He said that power grid for NJ Transit hasn’t been built yet but plans for it have been approved.

The governor said thousands of homes in flood prone areas have been raised “along the shoreline to make sure that if we do get another storm with significant flooding, it won’t ruin these homes. It’ll pass under these homes.”

Robert Kopp, the director of the Rutgers University Institute of Earth, Ocean and Atmospheric Sciences, agrees advancements have been made — but we remain vulnerable.

“I don’t think most of the communities along the shore have really grappled with the long-term problem that’s going to be caused by sea level rise, making severe storms like Sandy more and more frequent,” he said.

He said as the ocean rises “it takes less of a storm to produce the sort of flooding we saw during Sandy.”

The bottom line, Kopp, is we have not yet begun to develop a coastal master plan to address those weaknesses.

"There are still a lot of people living in areas that are quite exposed to the effects of coastal flooding," he said.

Lisa Auermuller, the assistant manager for the Jacques Cousteau National Estuarine Research Reserve, said there has been a tremendous amount of homes raised down the shore, but what we haven’t seen “at the community level is planning for larger infrastructure projects that also would include more resilient, longer-term aspects.”

She said raising homes will protect those structures, but that does not offer protection for nearby “roadways, water-pumping stations, storm water systems. They haven’t really changed much since Sandy in a way to be more protective.”

She also pointed out while the dunes facing the ocean have been built up, back bay areas up and down the coast remain vulnerable to flooding, and the risk will become even more pronounced in the years ahead as sea level rises.

Auermuller said coastal marsh areas in bay areas offer a significant buffer zone from strong storms, but in previous years they were not protected by DEP regulations.
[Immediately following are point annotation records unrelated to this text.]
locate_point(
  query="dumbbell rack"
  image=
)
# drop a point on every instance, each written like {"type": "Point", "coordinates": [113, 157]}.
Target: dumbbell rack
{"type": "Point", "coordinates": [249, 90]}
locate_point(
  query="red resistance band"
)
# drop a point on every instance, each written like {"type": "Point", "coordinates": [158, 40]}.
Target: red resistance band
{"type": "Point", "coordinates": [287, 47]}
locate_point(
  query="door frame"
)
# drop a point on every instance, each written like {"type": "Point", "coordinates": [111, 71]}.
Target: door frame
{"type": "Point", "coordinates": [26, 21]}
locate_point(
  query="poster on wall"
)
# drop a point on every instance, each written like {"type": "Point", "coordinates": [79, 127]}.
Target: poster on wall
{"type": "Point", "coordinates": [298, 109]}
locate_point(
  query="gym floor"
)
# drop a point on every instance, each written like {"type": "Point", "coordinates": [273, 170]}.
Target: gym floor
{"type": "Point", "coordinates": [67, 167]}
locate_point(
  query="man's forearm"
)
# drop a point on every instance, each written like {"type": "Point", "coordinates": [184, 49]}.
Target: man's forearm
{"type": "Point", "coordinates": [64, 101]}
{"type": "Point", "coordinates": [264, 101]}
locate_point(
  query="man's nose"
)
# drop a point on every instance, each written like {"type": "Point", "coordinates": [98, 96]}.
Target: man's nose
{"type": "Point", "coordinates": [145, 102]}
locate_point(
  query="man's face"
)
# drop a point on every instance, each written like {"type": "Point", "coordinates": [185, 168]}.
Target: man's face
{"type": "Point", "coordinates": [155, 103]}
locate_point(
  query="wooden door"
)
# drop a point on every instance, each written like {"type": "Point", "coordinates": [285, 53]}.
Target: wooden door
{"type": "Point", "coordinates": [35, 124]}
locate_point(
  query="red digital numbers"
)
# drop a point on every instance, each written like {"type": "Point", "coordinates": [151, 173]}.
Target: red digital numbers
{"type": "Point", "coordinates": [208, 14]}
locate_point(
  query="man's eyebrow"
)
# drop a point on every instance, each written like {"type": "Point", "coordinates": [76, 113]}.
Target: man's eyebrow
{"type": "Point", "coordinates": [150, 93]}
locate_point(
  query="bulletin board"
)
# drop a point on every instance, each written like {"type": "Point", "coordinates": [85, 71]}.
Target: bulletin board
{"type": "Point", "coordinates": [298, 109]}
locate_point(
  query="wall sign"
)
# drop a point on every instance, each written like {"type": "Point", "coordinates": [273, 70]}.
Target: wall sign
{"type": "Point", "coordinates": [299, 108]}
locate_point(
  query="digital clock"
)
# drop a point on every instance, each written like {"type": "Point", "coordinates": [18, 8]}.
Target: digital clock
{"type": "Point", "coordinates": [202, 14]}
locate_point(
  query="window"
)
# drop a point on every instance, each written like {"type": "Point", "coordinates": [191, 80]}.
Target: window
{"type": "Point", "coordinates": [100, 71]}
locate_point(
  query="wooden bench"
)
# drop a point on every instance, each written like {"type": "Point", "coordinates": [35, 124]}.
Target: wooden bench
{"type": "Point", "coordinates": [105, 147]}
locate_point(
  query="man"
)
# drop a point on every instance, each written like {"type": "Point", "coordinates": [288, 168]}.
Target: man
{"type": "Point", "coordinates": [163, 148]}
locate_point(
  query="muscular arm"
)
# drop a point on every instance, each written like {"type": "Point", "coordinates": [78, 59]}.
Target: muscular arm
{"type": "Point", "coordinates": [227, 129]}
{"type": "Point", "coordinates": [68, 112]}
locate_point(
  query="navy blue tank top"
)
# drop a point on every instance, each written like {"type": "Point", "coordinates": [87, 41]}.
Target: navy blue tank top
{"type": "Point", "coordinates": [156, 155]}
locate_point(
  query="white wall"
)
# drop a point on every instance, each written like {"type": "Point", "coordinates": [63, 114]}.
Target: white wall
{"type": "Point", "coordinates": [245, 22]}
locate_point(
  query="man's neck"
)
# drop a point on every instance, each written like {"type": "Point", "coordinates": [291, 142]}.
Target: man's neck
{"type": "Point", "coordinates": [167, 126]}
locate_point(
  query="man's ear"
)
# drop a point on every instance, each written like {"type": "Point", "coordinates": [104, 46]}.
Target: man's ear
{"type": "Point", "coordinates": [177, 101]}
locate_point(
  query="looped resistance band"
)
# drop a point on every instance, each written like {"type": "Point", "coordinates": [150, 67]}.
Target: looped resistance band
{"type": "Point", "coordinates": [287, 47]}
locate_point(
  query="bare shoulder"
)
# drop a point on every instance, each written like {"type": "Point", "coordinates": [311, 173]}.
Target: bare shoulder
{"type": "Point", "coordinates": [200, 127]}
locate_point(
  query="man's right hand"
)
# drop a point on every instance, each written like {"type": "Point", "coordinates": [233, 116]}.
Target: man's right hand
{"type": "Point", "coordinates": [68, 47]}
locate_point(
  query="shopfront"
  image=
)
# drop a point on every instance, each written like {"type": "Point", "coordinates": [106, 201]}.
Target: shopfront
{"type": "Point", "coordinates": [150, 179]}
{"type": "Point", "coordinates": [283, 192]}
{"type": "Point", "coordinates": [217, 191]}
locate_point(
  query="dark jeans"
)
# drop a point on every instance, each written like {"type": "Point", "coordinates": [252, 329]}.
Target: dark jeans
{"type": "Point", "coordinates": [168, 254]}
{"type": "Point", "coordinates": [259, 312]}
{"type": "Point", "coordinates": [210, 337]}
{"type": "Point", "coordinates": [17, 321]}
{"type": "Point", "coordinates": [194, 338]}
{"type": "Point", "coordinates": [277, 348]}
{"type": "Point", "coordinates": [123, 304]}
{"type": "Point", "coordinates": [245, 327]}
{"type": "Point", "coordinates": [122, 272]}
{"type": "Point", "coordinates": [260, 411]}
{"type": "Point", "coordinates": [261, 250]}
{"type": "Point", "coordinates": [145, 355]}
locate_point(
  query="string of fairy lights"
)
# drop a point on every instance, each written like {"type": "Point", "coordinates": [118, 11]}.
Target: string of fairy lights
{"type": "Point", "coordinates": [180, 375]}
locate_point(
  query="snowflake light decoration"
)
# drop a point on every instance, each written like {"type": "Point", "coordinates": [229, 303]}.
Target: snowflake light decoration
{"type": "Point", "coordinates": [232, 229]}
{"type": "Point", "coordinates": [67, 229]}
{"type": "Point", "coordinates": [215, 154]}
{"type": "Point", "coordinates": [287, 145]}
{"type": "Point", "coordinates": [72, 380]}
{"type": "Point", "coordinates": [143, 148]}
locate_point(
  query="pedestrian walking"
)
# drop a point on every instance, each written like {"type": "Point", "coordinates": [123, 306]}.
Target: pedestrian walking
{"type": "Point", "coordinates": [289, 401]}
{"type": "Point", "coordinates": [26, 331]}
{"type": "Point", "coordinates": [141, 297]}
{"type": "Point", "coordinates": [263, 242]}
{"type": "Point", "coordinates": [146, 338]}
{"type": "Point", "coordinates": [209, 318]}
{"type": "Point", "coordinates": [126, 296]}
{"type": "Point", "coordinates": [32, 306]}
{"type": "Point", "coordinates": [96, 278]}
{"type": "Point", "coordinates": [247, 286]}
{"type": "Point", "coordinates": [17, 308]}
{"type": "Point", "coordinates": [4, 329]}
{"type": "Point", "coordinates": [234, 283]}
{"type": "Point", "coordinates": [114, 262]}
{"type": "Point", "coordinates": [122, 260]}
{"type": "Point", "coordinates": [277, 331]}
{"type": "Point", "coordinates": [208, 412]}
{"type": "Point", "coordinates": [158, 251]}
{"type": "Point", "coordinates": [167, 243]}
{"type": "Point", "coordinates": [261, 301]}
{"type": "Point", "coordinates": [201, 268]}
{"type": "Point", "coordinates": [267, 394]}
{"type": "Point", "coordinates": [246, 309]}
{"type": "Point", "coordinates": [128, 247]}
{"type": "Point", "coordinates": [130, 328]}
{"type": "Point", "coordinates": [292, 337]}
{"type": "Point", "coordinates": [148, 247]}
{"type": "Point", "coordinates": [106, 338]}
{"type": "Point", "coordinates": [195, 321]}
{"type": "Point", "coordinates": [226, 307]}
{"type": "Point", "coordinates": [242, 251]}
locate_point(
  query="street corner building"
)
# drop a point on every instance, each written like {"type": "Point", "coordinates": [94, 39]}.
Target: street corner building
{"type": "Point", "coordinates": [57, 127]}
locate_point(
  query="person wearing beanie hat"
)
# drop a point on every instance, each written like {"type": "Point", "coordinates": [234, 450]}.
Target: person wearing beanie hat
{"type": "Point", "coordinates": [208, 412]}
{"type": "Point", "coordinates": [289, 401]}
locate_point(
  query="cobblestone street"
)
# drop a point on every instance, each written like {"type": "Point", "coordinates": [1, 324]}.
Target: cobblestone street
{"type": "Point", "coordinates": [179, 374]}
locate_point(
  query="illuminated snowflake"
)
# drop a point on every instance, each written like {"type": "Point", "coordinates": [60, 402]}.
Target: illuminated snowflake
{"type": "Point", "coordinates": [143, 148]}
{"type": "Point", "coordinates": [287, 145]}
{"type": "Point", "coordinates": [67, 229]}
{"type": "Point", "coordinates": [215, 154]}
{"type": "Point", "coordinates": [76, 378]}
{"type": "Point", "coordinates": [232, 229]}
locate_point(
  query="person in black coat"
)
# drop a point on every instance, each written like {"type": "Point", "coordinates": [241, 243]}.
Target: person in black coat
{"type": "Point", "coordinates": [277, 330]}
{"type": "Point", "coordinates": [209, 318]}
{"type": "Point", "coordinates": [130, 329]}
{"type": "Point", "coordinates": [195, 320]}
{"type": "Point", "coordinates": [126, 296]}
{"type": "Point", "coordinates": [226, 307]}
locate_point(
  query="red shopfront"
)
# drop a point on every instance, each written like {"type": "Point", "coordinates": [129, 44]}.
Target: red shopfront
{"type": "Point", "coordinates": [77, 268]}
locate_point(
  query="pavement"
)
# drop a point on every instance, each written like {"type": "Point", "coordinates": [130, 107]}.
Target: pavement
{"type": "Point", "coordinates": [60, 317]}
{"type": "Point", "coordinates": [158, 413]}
Significant development took place in the 1970s, when those marshes were dredged, and those areas remain exposed and vulnerable today.

She said coastal hazards continue to change over time “and they put us more at risk, so being prepared for the next big storm will forever be a moving target with what to plan for.”

She said the bottom line is if another big storm were to hit the Garden State, while we’re doing a better job of sharing information, “I do still think that many of the places that were exposed five years ago are still exposed today.’

“We do have to have a larger conversation as a state about what we see our coastal vision to be into the future, so we do start planning now," she said.